Kepada Redaksi islami.co
Ini pertanyaan yang tidak mengada-ada, tapi berdasarkan pengalaman pribadi atau semoga juga related dengan orang lain sehingga bisa menjadi pengetahuan bersama.
Pertama, bagaimana soal hukum meng-qada’ sholat? Misal, kita sedang di perjalanan yang dalam keadaan macet, entah itu di kota besar atau di tol.
Dari sisi jarak, total perjalanan belum sampai ukuran 80 km. Anggaplah hanya 7 s/d 10 km. Kita berangkat jam 17.00. Tapi macet parah.
Tiba di tempat, pukul 19.00 lebih. Sebaiknya apa yang dilakukan? Apakah harus sholat di mobil atau meng-qada’ sholat?
Kedua, dalam beberapa acara kadang panitia tidak peduli dengan waktu. Katakanlah saya diundang sebagai pembicara.
Waktunya mutlak seperti yang ditentukan panitia. Dimulai sebelum Magrib, selesai setelah Isya’. Mau menghentikan acara kok bukan wewenang kita, tapi mau menerima begitu saja kok ya melanggar waktu sholat. Apakah sejenis rapat atau acara semacam itu bisa masuk dalam uzur melakukan sholat?
Ketiga, dulu, saya tahunya sholat itu baiknya berjamaah. Tapi sholat sendirian juga tidak apa-apa.
Hanya saja sekarang ini, banyak ulama bilang sholat berjamaah itu hukumnya wajib bagi laki-laki, dan harus dilakukan di masjid. Saya minta penjelasan fikihnya bagaimana?
Maturnuwun sanget.
Puthut EA, Kepala Suku Mojok.co
Jawab
Dear Mas Puthut, semoga selalu dalam keadaan sehat wal afiyat…
Menegakkan shalat lima waktu memang menjadi prioritas bagi seorang Muslim.
Hanya saja, pelaksanaan ibadah shalat dalam kehidupan sehari-hari ternyata tidak selalu mulus, wa bil khusus bagi umat Muslim kelas pekerja.

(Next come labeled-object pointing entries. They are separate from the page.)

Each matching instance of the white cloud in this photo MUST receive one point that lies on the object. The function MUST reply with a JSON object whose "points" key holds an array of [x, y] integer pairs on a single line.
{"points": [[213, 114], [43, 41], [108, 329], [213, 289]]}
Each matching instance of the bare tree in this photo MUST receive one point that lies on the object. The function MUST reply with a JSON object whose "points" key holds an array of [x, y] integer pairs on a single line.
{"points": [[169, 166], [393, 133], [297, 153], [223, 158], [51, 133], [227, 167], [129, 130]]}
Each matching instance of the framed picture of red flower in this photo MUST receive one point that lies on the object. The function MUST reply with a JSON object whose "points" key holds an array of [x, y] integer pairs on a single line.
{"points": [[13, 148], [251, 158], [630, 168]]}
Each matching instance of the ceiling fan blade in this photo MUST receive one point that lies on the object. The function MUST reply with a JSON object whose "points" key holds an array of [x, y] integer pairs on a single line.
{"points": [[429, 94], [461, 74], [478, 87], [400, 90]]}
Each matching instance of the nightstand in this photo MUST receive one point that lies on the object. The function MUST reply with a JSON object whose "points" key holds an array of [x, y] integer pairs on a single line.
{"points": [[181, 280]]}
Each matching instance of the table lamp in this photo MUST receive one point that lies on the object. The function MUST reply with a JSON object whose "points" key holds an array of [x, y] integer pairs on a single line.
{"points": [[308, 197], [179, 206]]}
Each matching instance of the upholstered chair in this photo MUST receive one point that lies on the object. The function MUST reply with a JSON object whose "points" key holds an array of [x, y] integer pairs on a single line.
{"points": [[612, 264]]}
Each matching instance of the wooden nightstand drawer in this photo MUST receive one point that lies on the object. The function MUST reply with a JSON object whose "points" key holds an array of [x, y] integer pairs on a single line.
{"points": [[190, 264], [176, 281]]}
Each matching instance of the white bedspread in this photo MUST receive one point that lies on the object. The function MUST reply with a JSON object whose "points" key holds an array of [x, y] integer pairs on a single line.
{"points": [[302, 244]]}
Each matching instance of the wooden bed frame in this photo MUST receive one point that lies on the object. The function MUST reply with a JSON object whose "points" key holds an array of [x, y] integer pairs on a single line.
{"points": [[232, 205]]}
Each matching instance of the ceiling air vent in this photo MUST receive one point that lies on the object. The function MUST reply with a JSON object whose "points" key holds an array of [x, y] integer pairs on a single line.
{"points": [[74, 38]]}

Terkadang situasi di lapangan bisa mengkhianati niat baik kita untuk bersembahyang kepada Allah SWT. Shalat, dengan demikian, bisa menjadi sesuatu yang heroik.
Pada dasarnya, hukum qadha’ (mengganti) itu berlaku jika seorang Muslim meninggalkan shalat, entah secara sengaja, terpaksa, lupa, atau apapun itu. Tata cara qadha’ shalat bisa dibaca di sini.
Meskipun demikian, sebetulnya ada alternatif lain jika kasusnya adalah terjebak macet atau karena suatu halangan yang sangat mendesak.
Maksudnya begini. Seseorang boleh menjamak (menggabung) sembahyang tersebut sesuai dengan ketentuan di fikih, seperti: Zuhur digabung dengan Ashar, dan Magrib dengan Isya.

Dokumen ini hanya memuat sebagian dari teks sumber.